Re: [Xen-devel] vpmu=1 and running 'perf top' within a PVHVM guest eventually hangs dom0 and hypervisor has stuck vCPUS. Romley-EP (model=45, stepping=2)

On Tue, Mar 12, 2013 at 02:50:59PM -0400, Boris Ostrovsky wrote:
> On 03/12/2013 01:30 PM, Konrad Rzeszutek Wilk wrote:
> >This issue I am encountering seems to only happen on multi-socket
> >machines.
> I believe I was able to reproduce this (once) on my laptop.
> >It also does not help that the only multi-socket box I have is
> >an Romley-EP (so two socket SandyBridge CPUs). The other
> >SandyBridge boxes I've (one socket) are not showing this.

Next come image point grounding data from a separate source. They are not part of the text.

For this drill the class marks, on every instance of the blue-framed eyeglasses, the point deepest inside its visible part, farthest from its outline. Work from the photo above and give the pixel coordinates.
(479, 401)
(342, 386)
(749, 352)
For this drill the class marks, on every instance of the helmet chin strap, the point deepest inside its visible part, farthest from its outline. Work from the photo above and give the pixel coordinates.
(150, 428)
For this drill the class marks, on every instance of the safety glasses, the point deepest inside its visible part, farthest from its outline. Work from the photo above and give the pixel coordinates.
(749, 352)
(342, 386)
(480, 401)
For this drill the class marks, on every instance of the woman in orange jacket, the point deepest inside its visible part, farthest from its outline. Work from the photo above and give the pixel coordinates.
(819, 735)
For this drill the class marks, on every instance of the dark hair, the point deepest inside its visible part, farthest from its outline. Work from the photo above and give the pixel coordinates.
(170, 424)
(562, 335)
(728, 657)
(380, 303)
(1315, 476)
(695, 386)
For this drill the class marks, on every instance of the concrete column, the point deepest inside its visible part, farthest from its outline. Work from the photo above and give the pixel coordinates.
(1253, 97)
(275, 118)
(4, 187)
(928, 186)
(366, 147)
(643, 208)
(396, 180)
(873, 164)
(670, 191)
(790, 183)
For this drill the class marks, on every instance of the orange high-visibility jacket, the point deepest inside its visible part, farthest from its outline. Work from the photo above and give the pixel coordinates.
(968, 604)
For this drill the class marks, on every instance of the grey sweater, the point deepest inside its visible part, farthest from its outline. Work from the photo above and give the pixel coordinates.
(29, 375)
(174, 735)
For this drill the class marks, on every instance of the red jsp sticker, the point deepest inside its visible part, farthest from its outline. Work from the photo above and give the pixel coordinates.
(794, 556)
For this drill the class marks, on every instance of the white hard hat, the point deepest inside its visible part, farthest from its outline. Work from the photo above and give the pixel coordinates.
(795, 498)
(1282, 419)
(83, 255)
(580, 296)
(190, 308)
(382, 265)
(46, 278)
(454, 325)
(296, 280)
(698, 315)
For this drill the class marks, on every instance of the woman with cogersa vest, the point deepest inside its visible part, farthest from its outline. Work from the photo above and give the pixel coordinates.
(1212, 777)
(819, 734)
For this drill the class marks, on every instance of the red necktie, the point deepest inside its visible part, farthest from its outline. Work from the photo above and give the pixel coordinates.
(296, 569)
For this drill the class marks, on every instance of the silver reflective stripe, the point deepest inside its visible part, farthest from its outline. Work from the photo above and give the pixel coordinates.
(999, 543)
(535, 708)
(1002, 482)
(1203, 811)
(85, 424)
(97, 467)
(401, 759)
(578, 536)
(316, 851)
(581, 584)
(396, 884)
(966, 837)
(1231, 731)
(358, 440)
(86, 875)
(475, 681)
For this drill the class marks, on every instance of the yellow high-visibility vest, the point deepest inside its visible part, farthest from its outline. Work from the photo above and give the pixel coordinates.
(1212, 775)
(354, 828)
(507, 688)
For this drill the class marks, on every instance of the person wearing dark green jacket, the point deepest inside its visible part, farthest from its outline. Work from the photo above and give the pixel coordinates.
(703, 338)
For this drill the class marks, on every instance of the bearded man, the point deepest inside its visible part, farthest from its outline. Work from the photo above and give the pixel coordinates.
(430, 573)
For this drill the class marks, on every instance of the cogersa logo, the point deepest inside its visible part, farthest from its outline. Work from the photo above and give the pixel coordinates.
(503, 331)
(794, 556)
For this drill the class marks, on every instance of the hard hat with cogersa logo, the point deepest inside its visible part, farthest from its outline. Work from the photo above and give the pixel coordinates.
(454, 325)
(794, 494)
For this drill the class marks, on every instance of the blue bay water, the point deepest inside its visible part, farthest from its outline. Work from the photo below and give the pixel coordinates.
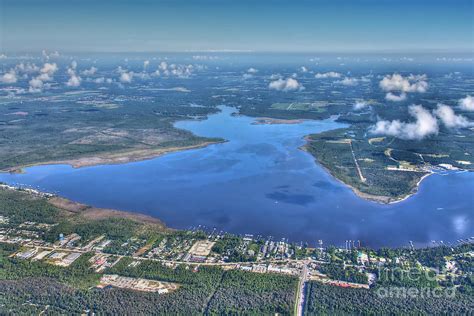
(259, 182)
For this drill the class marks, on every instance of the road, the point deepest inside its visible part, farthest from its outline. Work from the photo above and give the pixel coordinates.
(299, 307)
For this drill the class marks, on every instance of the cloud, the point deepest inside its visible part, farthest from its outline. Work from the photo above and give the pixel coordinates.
(74, 81)
(349, 81)
(467, 103)
(36, 85)
(425, 125)
(396, 97)
(163, 66)
(49, 69)
(449, 118)
(330, 74)
(289, 84)
(45, 77)
(359, 105)
(412, 83)
(27, 68)
(89, 72)
(9, 77)
(126, 77)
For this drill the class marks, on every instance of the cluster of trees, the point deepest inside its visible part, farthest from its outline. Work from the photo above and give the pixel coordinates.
(338, 272)
(207, 290)
(78, 274)
(228, 245)
(251, 293)
(20, 207)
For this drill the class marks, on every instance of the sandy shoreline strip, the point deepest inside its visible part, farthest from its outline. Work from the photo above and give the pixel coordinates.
(370, 197)
(113, 158)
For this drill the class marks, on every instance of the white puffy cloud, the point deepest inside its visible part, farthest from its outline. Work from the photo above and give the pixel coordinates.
(36, 85)
(126, 77)
(359, 105)
(45, 77)
(425, 125)
(74, 81)
(49, 69)
(330, 74)
(449, 118)
(395, 97)
(349, 81)
(467, 103)
(89, 72)
(163, 66)
(411, 83)
(289, 84)
(9, 77)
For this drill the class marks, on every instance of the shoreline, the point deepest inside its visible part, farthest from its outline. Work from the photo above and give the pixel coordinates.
(275, 121)
(381, 199)
(112, 158)
(88, 212)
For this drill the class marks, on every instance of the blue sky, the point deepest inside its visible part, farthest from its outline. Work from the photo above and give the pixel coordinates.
(255, 25)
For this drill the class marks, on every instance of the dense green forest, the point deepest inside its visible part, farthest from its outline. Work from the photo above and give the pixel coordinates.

Granted
> >they are also a different model (42).
> >
> >The problem is that when I run 'perf top' within an SMP PVHVM
> >guest, after a couple of seconds or minutes the guest hangs.
> >Hypervisor ends up stuck too looping, and then the dom0 ends
> >up hanging as well.
> >
> >Dumping the cpu registers (Ctrl-A x3, then 'd'
> >shows that the guest is pretty firmly stuck in vmx_vmexit_handler:
> >
> >(XEN)    [<ffff82c4c01d386f>] vmx_vmexit_handler+0x22f/0x174
> And in my case this address is the second instruction after STI, i.e. we
> are right at the point where interrupts got enabled.
> So I am wondering whether this has something to do with the counter
> overflow interrupt (which I believe is an NMI).

Interestingly enough, if I run the PVHVM guest with 'nowatchdog'
it runs fine!